IMPACT OF OXYGEN INJECTION PARAMETERS ON REFINING IN INDUSTRY-SCALE EAF USING CFD

The Electric Arc Furnace (EAF) process consists of several key stages: charging, where raw materials like scrap metal are loaded; melting, where high-power electric arcs generate intense heat to liquefy the charge; refining, which involves removing impurities and adjusting the chemical composition through oxygen injection and slag formation; and tapping, where the refined molten steel is tapped for further processing. The current study focuses on the refining stage of the EAF, where carbon is removed through decarburization—a series of exothermic oxidation reactions facilitated by supersonic oxygen injection. A key aspect of this study is the formation of iron oxides (FeO) during refining, as FeO significantly influences slag chemistry, steel yield, and process efficiency. The study examines the relationship between FeO generation, carbon reduction, and oxygen injection parameters, aiming to identify optimal conditions for efficient decarburization while minimizing oxidation losses. To achieve this, a CFD-based refining simulator is employed, using a decoupled modeling approach that simulates the coherent jet domain and liquid steel bath separately. Jet parameters are calculated using isentropic flow equations, maintaining Mach numbers between 2.0 and 2.4. The model was validated against industrial trial data from the EVRAZ NA furnace, where, for an initial carbon content of 0.065%, the predicted decarburization trend showed an 8.57% deviation from observed values, confirming the model's reliability.

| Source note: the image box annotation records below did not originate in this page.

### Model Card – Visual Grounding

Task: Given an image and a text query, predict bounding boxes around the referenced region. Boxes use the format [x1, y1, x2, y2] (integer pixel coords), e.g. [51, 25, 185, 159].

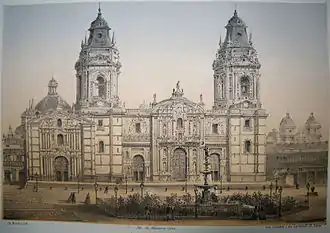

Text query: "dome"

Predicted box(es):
[227, 10, 246, 27]
[89, 8, 110, 30]
[35, 78, 71, 114]
[305, 113, 321, 129]
[280, 113, 296, 128]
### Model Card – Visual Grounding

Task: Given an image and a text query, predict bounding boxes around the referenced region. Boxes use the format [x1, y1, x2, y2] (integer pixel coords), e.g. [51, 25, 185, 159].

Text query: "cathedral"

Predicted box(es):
[6, 8, 268, 182]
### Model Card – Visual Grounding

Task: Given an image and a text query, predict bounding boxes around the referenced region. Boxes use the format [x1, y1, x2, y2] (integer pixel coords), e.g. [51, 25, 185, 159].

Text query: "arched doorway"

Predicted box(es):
[132, 155, 145, 182]
[54, 156, 69, 181]
[171, 148, 187, 181]
[210, 154, 220, 181]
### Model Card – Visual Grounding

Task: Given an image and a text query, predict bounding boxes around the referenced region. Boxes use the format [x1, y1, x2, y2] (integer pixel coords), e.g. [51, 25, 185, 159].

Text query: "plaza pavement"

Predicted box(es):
[3, 185, 326, 226]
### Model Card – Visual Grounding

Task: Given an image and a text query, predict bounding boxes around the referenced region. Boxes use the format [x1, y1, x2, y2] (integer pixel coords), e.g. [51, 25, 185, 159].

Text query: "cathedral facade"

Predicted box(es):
[266, 113, 328, 185]
[12, 9, 268, 182]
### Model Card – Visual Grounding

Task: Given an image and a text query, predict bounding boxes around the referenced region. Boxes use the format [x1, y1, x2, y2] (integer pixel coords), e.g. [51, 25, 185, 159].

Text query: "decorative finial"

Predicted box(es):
[176, 81, 180, 90]
[111, 31, 116, 45]
[152, 93, 157, 104]
[98, 2, 102, 15]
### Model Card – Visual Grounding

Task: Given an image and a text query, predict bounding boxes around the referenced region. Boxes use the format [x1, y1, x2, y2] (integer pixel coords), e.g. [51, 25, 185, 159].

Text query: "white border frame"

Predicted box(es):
[0, 0, 330, 233]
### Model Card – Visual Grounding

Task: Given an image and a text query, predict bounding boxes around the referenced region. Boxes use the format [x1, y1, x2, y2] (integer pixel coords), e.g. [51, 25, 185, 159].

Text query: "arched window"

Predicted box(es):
[241, 76, 250, 97]
[244, 141, 251, 153]
[99, 141, 104, 153]
[57, 134, 64, 146]
[210, 154, 220, 181]
[57, 119, 62, 127]
[176, 118, 183, 129]
[97, 77, 105, 98]
[219, 78, 225, 99]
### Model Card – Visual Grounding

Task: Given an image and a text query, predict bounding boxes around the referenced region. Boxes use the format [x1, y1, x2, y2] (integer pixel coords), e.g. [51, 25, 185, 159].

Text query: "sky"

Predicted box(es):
[1, 2, 329, 137]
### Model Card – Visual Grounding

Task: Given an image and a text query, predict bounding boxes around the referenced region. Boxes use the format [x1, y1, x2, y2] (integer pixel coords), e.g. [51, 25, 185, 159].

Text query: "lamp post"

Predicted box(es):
[114, 186, 118, 217]
[94, 181, 99, 204]
[275, 178, 278, 192]
[184, 174, 188, 193]
[125, 175, 127, 194]
[306, 182, 310, 208]
[77, 174, 80, 193]
[140, 182, 144, 198]
[35, 172, 39, 192]
[194, 187, 198, 219]
[220, 175, 222, 194]
[269, 182, 273, 197]
[278, 186, 283, 217]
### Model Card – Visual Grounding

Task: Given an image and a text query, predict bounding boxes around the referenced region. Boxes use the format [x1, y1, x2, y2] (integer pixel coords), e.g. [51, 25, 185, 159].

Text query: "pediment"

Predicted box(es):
[231, 100, 257, 109]
[30, 111, 94, 127]
[152, 97, 204, 115]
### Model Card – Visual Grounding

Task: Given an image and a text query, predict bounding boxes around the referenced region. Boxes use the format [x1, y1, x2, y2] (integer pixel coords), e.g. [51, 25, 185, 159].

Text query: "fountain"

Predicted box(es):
[195, 146, 216, 204]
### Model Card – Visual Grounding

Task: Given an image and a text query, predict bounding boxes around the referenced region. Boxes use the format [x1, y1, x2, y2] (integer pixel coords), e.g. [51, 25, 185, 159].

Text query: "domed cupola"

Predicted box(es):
[226, 10, 246, 28]
[279, 113, 297, 143]
[304, 113, 322, 142]
[87, 6, 113, 48]
[35, 78, 71, 114]
[89, 7, 110, 31]
[225, 10, 251, 48]
[280, 113, 297, 129]
[305, 113, 321, 130]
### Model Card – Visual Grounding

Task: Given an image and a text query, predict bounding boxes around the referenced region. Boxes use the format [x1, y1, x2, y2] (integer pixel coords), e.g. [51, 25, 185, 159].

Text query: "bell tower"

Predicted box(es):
[213, 10, 268, 182]
[213, 10, 261, 109]
[75, 4, 121, 112]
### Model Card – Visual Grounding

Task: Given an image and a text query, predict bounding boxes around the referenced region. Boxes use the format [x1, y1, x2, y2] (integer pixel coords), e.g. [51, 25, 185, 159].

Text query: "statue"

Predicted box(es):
[176, 81, 180, 90]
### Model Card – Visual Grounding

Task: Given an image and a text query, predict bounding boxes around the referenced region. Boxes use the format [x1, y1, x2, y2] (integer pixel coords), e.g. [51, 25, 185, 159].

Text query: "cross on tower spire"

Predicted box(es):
[99, 2, 102, 15]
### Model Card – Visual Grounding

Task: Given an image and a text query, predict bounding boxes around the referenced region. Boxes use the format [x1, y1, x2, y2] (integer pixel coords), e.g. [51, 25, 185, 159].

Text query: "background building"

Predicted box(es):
[266, 113, 328, 185]
[4, 9, 268, 185]
[2, 127, 26, 184]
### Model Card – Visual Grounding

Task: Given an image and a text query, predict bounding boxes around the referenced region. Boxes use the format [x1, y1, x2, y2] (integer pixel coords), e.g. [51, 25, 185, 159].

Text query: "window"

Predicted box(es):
[57, 134, 64, 146]
[244, 119, 251, 128]
[57, 119, 62, 127]
[176, 118, 183, 129]
[212, 124, 218, 134]
[99, 141, 104, 153]
[241, 77, 250, 97]
[244, 141, 251, 153]
[96, 77, 105, 98]
[135, 123, 141, 133]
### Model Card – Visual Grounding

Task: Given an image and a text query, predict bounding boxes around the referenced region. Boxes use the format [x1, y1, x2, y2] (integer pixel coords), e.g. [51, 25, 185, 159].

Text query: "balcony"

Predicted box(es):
[3, 160, 24, 168]
[123, 135, 150, 142]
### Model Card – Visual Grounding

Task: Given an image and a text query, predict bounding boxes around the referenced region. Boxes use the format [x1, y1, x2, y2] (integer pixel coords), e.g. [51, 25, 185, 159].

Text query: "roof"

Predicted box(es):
[305, 113, 321, 129]
[35, 78, 71, 114]
[227, 10, 246, 27]
[89, 7, 110, 30]
[280, 113, 296, 128]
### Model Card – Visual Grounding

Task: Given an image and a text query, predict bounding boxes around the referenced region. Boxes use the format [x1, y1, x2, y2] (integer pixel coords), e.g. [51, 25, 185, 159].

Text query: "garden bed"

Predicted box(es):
[91, 193, 304, 220]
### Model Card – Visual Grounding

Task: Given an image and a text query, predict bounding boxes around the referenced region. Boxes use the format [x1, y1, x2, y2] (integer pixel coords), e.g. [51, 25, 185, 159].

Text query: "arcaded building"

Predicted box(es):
[266, 113, 328, 185]
[9, 9, 268, 182]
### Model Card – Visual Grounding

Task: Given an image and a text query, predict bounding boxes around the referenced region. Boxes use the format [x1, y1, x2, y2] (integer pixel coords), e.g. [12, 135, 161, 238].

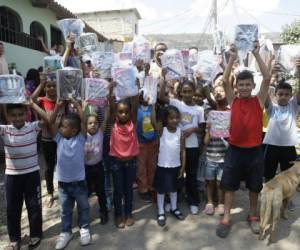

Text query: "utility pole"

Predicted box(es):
[213, 0, 218, 30]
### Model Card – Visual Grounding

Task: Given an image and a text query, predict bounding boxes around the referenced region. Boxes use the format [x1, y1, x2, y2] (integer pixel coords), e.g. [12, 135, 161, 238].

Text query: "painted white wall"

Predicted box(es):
[0, 0, 61, 76]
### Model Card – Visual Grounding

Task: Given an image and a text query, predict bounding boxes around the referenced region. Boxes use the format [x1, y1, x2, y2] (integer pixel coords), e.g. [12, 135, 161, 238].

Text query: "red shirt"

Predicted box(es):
[109, 121, 139, 159]
[229, 96, 263, 148]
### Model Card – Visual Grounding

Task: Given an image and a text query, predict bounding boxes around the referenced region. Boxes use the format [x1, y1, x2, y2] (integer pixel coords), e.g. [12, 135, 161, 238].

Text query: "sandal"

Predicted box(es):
[170, 208, 184, 220]
[157, 214, 166, 227]
[247, 215, 260, 234]
[28, 237, 41, 250]
[204, 203, 215, 215]
[3, 242, 20, 250]
[216, 221, 231, 238]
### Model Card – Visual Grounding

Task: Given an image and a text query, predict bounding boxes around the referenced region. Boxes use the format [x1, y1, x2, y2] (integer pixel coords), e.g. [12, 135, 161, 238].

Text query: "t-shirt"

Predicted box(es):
[137, 106, 156, 143]
[264, 97, 299, 146]
[229, 96, 263, 148]
[109, 121, 139, 159]
[55, 133, 86, 183]
[84, 130, 103, 165]
[0, 55, 9, 75]
[0, 122, 40, 175]
[170, 99, 205, 148]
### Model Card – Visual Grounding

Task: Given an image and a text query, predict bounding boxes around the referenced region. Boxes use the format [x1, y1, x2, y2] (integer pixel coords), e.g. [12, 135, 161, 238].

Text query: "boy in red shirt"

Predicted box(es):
[216, 42, 270, 238]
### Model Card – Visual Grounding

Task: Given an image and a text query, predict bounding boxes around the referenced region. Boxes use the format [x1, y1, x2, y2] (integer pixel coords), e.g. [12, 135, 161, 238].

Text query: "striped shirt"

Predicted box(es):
[206, 138, 227, 163]
[0, 121, 40, 175]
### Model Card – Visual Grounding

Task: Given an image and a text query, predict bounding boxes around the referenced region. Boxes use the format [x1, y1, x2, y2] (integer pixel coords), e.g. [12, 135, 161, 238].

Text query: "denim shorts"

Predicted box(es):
[205, 160, 224, 181]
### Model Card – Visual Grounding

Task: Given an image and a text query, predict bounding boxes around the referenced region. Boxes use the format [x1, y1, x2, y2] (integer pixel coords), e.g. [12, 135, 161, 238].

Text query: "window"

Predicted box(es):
[30, 21, 47, 44]
[51, 26, 62, 47]
[0, 6, 22, 32]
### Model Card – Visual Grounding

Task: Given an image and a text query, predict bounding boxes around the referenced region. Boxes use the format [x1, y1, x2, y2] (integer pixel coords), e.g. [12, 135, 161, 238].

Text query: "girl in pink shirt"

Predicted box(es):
[109, 89, 139, 228]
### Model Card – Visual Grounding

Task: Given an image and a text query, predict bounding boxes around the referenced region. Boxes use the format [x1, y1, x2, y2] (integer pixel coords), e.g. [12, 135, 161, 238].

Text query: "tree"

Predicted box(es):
[280, 20, 300, 44]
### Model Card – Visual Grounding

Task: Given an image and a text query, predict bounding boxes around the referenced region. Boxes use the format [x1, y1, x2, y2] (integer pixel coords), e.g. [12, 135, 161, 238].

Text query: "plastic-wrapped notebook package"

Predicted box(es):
[278, 44, 300, 72]
[57, 18, 85, 40]
[161, 49, 186, 81]
[207, 110, 231, 138]
[111, 64, 138, 99]
[78, 33, 98, 54]
[44, 55, 62, 72]
[141, 76, 158, 105]
[234, 24, 258, 63]
[57, 67, 83, 100]
[91, 51, 114, 79]
[0, 75, 26, 104]
[192, 50, 219, 81]
[132, 36, 151, 63]
[84, 78, 109, 106]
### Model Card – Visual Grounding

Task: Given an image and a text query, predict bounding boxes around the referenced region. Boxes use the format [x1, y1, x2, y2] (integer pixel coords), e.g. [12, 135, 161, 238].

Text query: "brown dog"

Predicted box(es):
[259, 162, 300, 243]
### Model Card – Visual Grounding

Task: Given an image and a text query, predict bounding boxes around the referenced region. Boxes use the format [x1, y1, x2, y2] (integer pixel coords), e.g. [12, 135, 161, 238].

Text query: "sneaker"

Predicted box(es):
[139, 192, 152, 202]
[190, 205, 199, 215]
[216, 221, 231, 238]
[80, 228, 91, 246]
[165, 203, 171, 212]
[125, 215, 134, 227]
[203, 203, 215, 215]
[247, 215, 260, 234]
[115, 217, 125, 228]
[55, 233, 73, 250]
[215, 204, 225, 216]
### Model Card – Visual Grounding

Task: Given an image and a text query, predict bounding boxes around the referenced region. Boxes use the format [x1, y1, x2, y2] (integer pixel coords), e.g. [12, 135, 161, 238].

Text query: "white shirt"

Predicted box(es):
[157, 127, 181, 168]
[264, 97, 299, 146]
[170, 99, 205, 148]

Further investigations revealed that a 10% increase in oxygen flow led to a 5% improvement in carbon removal but resulted in a 22% increase in FeO generation, while a 15% decrease in oxygen resulted in 43% higher carbon levels and 23% less FeO. Additionally, comparing 3 and 6 co-jet burner configurations showed that increasing the number of burners—while reducing individual flow rates—achieved 32% faster decarburization with only a 28.5% increase in FeO. These findings demonstrate that optimizing both oxygen injection rate and burner configuration can significantly improve refining performance, reduce material losses, and enhance process efficiency in industrial-scale EAF steelmaking.